Millennials aren’t investing as much as older generations — but engaging with them on their smartphones, which they’re always on, could change that. Providing that mobile experience, however, requires navigating a strict KYC and security minefield, says StockTwits CEO Ian Rosen. In this month’s AML/KYC Tracker, Rosen explains what the company has learned from securing two million social media users, and how it plans to safeguard its soon-to-be-released trading app.
Fifty-four percent of Americans took part in the stock market between 2009 and 2017, according to Gallup research, and held individually or jointly owned stocks, funds or self-directed 401Ks or IRAs during that time. Younger consumers raised during the Great Recession and burdened by hefty student debts appear to be much less able or likely to risk their current funds on the chance of future gains, however. Gallup found stock market participation was at 62 percent for those between the ages of 30 and 49, but that number gets cut in half for the group aged 18 to 29, coming in at 31 percent.
To boost millennial consumers’ investment activities, some companies are working to do so with smartphone apps and mobile services. Those looking to provide such offerings must implement meticulous security and regulatory compliance efforts, however, or they’re going to end up put- ting themselves – and their customers – at serious risk.
Investor- and trader-focused social network StockTwits is currently trialing a new trading solution dubbed Trade App, which will launch to the public in September, and taking a careful approach to security and compliance to avoid hurting its finances, reputation or users’ security.
“We know this is the kind of thing where one problem can kill us,” CEO Ian Rosen said. In a recent interview with PYMNTS, he explained how StockTwits protects its social media platform, what it takes to safeguard its new trading app and how lessons from the former inform decisions for the latter.
Securing a Social Network
StockTwits’ social platform encourages users to discuss stocks, and much of the company’s work includes ensuring the information posted is presented honestly. “Pump and dump” schemes – which see users making false claims about owned stocks to drive values up before sales – are a particularly common challenge it must combat. StockTwits utilizes a combination of its software, users and employees to prevent this type of fraud.

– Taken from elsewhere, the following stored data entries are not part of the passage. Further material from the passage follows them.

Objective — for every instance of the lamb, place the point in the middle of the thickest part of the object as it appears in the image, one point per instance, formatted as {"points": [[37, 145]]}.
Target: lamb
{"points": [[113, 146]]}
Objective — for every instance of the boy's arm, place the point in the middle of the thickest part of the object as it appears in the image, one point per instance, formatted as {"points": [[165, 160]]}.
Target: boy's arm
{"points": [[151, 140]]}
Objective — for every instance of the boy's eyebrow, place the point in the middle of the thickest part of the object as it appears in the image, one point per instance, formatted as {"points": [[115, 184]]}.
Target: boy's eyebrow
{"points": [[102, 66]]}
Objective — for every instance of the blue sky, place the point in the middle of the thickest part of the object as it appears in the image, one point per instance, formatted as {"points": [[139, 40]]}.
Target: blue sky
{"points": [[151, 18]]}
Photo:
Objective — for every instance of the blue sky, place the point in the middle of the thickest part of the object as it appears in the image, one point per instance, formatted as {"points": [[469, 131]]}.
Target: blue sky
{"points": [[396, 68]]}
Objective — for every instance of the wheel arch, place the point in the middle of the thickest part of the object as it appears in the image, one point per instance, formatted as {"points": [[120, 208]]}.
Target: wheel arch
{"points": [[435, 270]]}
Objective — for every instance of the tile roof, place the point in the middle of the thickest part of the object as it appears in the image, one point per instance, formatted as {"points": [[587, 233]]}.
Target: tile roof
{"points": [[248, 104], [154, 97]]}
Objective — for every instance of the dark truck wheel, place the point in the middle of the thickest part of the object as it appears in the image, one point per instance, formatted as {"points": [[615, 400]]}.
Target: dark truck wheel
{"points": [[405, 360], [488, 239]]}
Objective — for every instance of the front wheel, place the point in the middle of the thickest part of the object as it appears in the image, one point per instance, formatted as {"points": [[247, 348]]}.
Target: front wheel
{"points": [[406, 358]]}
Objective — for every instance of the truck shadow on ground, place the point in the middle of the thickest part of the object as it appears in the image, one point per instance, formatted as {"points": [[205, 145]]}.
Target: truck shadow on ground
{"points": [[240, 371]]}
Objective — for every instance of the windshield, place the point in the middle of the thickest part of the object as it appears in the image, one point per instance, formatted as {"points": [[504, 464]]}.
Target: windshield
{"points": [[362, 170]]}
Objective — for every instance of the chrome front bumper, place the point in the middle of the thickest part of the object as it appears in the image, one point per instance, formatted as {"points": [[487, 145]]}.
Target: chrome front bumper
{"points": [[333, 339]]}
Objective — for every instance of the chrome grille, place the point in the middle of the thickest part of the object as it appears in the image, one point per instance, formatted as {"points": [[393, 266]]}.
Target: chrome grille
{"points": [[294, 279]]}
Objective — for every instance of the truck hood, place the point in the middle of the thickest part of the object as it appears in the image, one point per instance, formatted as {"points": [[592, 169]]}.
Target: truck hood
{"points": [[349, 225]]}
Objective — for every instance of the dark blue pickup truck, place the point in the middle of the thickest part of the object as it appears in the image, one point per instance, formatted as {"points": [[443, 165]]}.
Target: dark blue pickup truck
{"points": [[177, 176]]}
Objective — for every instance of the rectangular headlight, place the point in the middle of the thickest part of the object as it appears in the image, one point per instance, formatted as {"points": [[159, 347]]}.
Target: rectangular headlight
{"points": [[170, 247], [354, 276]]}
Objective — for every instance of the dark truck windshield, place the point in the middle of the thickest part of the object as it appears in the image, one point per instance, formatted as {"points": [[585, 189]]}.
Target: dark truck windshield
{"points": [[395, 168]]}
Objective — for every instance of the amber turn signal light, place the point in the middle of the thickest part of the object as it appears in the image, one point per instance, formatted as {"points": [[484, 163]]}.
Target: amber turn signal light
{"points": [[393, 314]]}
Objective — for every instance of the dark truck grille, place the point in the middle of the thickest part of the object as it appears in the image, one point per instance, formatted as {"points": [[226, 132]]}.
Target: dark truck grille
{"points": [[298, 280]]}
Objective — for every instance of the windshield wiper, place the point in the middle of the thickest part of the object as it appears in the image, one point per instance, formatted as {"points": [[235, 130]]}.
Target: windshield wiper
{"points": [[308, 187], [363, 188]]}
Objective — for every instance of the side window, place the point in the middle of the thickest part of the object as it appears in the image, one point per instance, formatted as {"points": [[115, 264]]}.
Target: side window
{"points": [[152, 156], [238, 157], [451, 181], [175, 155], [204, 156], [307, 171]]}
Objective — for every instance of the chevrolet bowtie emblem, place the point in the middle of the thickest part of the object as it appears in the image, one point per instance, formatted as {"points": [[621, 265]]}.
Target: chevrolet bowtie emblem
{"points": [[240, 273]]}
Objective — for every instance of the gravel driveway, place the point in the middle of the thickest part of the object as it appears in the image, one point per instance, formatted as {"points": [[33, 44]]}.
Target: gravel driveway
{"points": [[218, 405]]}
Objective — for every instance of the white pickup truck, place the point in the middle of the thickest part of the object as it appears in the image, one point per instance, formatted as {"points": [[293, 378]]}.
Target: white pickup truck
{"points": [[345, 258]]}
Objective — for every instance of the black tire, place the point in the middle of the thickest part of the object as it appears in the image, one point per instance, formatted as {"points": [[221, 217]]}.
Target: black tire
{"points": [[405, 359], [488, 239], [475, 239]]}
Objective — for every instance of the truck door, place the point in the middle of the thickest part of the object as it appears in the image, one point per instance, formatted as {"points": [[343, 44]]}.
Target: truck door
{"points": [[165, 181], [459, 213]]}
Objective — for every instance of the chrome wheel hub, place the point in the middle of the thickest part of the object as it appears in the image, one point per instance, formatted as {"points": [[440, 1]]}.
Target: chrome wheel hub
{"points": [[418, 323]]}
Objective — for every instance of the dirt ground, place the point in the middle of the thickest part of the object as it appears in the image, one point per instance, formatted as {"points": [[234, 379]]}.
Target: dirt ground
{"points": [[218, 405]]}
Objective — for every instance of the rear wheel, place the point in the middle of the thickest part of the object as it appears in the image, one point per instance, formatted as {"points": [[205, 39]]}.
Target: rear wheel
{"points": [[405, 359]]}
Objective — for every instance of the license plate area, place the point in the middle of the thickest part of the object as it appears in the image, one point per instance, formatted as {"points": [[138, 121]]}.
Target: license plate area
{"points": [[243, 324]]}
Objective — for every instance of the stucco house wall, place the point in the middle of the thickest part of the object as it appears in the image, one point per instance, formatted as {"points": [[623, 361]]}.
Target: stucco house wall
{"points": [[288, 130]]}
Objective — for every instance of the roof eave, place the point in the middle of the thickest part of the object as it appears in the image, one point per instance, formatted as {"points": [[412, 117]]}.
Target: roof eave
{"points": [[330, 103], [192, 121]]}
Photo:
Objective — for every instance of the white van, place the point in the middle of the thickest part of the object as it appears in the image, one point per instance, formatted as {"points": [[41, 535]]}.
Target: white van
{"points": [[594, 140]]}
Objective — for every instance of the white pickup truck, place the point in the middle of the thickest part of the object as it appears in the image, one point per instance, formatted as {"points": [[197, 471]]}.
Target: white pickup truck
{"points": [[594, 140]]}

Software solutions detect and alert the company to suspicious activities like users attempting to open multiple accounts, as a single user with many fake personas could promote specific messages and dishonestly drive discussions. Automated software systems can also determine when IP addresses associated with fraudulent activities attempt to create new logins and subsequently block those users. These same software moderation tools are also helpful for StockTwits’ Trade App.
The company’s legitimate user base is also a powerful tool, Rosen said, because it self-moderates, as users are able to report bad actors to administrators. Staff members also monitor news feeds for misbehavior and respond to users’ complaints.
“We kick tens of thousands of accounts [off our platform] every month to keep the conversation healthy,” he explained.
Although its social network is secure, Rosen explained that StockTwits could not legally offer both trading and stock-focused social media on the same platform. Many aspects of the stock trading service had to be kept separate, such as its technological infrastructure, so the company decided it would be best to implement trading features through an app managed by a subsidiary.
Partnership Power and the Beaten Path
StockTwits must follow KYC and other compliance requirements when onboarding new users for both Trade App and its social media platform. A third-party identity verification company assists with its KYC efforts, while an established clearing firm handles other regulatory responsibilities. Rosen believes it pays to follow the same security models that established companies have successfully used.
“Our broker dealer and our products are built very similarly and closely to [the products of] other companies that have been down this road before,” he said. “In the tech world, there’s a lot of ‘move fast and break things,’ and frankly, that’s a terrible attitude to have when dealing with financial services. Not just because regulators will come down on you hard, but because it’s irresponsible in the face of an important part of people’s lives: their finances.”
Some consumers may be willing to take their chances on interesting stocks, but nobody wants to gamble on security. Mobile conveniences may help companies appeal to younger generations, but are unlikely to sway customers unless they come with robust protections.